Carmenta, i Carmentalia e le matrone romane

L’11 gennaio si festeggiavano i Carmentalia, feste in onore di Carmenta a cui, successivamente, si aggiunge anche il 15 gennaio. Alla dea arcaica si offrivano libagioni di latte in quanto era proibito offrire sacrifici di sangue poiché, durante le celebrazioni, era vietato uccidere o indossare pelli di animali nel luogo sacro alla dea. Il culto si era poi esteso al 15 gennaio per volere delle matrone romane in seguito a un episodio storico.

Le matrone avevano espresso il desiderio di onorare la dea per i favori e gli aiuti che Carmenta aveva loro concesso in seguito alla loro battaglia contro il Senato, il quale aveva proibito a quest’ultime l’utilizzo delle carrozze.

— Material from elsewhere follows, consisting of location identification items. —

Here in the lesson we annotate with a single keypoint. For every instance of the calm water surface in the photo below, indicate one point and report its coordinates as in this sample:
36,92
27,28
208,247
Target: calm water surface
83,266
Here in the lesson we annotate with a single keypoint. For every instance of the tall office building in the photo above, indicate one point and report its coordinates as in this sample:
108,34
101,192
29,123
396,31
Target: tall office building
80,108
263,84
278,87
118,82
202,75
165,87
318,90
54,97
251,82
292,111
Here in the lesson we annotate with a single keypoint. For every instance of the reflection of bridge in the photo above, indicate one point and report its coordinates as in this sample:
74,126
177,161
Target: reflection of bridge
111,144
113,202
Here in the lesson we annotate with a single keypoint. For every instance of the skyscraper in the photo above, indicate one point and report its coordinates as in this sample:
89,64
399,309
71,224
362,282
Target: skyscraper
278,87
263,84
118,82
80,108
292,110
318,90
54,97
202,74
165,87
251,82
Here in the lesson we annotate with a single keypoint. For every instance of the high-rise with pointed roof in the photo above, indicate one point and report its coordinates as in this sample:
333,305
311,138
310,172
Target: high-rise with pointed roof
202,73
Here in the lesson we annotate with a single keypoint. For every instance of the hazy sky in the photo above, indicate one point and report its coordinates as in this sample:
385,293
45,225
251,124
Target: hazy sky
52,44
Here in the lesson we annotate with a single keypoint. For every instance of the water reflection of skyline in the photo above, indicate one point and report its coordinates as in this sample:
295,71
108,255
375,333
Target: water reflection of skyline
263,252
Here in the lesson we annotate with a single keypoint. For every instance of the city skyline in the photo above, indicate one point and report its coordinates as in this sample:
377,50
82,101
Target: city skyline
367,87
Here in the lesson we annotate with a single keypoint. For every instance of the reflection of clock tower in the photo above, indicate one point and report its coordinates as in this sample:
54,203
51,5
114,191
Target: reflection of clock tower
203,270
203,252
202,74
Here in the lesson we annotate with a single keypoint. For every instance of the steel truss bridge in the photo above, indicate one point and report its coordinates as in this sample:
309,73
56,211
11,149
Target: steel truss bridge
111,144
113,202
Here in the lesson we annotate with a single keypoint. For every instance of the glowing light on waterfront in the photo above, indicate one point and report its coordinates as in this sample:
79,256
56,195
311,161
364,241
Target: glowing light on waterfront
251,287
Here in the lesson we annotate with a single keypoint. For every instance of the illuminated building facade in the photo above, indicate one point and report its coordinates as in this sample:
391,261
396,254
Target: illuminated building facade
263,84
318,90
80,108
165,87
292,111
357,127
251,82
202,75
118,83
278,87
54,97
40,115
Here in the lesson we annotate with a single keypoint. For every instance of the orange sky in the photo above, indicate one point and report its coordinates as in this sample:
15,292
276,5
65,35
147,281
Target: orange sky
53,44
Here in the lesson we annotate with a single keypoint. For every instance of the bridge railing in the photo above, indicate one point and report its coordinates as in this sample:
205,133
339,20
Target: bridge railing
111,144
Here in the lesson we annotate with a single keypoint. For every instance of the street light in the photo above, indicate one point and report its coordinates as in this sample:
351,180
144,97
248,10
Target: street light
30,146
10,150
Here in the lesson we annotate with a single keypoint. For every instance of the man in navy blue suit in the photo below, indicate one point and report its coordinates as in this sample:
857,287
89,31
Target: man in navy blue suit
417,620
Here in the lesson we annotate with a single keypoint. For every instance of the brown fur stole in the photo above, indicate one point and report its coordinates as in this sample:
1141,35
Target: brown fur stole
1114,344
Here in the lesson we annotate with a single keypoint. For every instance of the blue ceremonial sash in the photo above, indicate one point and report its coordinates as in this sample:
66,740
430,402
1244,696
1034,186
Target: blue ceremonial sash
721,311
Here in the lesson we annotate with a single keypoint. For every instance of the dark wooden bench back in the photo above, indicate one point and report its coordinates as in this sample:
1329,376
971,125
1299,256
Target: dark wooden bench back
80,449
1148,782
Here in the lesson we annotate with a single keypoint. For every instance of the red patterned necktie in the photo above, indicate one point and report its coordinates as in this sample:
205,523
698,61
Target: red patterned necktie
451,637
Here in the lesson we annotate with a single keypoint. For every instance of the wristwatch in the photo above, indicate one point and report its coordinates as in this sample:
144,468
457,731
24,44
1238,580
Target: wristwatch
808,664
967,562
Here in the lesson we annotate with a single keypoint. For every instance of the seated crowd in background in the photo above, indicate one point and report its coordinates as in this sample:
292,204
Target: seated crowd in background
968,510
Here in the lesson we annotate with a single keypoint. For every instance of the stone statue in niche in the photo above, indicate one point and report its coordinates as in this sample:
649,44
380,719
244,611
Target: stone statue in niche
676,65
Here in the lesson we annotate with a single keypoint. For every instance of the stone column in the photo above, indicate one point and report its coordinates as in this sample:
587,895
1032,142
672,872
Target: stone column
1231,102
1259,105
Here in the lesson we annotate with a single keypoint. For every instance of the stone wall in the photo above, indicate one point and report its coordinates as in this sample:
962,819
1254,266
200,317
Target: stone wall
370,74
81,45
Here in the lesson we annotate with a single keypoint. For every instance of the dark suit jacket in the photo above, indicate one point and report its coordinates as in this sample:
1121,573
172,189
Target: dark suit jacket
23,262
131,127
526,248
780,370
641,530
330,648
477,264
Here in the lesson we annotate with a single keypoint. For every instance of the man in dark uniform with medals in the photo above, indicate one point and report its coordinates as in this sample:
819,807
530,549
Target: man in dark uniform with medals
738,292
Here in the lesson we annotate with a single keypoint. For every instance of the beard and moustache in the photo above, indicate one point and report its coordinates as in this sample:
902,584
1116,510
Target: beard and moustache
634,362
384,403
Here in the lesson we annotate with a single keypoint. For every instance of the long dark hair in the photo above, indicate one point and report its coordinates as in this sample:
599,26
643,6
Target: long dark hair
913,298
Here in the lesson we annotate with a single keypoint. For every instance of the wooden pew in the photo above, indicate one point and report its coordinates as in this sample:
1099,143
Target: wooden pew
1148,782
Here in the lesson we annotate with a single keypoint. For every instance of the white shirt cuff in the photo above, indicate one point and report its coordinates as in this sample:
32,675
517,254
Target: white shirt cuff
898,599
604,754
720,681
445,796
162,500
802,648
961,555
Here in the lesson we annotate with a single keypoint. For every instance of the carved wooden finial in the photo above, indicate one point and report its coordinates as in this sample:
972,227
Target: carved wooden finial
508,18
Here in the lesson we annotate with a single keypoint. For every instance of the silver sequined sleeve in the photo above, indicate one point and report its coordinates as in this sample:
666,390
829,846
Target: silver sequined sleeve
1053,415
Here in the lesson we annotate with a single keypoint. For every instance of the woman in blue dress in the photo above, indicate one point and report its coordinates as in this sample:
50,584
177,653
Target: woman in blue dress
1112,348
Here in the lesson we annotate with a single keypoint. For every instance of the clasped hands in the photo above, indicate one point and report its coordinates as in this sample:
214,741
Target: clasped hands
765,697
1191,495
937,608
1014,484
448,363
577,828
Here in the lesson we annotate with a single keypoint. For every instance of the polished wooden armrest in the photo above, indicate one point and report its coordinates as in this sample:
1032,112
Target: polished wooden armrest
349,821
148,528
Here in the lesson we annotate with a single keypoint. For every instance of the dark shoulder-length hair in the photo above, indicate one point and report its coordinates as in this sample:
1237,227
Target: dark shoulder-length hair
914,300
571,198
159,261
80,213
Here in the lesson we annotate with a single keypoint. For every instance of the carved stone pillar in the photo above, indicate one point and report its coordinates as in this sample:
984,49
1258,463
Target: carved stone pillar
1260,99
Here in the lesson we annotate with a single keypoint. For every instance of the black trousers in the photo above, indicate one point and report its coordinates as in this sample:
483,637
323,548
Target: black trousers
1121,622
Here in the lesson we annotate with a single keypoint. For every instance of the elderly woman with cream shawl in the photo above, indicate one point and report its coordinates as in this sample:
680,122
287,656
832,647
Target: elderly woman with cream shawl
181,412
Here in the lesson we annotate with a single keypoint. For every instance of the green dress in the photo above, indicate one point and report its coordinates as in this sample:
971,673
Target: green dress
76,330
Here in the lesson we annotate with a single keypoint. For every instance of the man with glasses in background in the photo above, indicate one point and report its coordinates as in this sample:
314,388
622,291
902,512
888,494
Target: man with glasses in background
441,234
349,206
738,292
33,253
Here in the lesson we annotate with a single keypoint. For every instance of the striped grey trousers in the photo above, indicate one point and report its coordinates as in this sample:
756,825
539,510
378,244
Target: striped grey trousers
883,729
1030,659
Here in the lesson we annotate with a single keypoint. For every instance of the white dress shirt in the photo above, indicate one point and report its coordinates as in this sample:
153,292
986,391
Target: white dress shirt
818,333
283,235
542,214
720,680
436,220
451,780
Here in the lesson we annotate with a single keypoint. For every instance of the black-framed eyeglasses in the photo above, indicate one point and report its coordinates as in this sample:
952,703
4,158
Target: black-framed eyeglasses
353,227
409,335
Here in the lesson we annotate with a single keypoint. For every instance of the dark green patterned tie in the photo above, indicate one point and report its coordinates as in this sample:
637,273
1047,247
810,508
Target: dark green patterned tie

Lo sciopero messo in atto dalle matrone romane per il divieto d’utilizzo dei carpenta ( i carri trainati da animali) comprendeva una coalizzazione da parte delle donne che si negavano ai doveri coniugali nei confronti dei mariti; le proteste comprendevano anche il rifiuto del parto, tanto che alcune matrone si procuravano addirittura degli aborti fino a quando il Senato non ritratta la sua decisione, reintegrando il privilegio negato.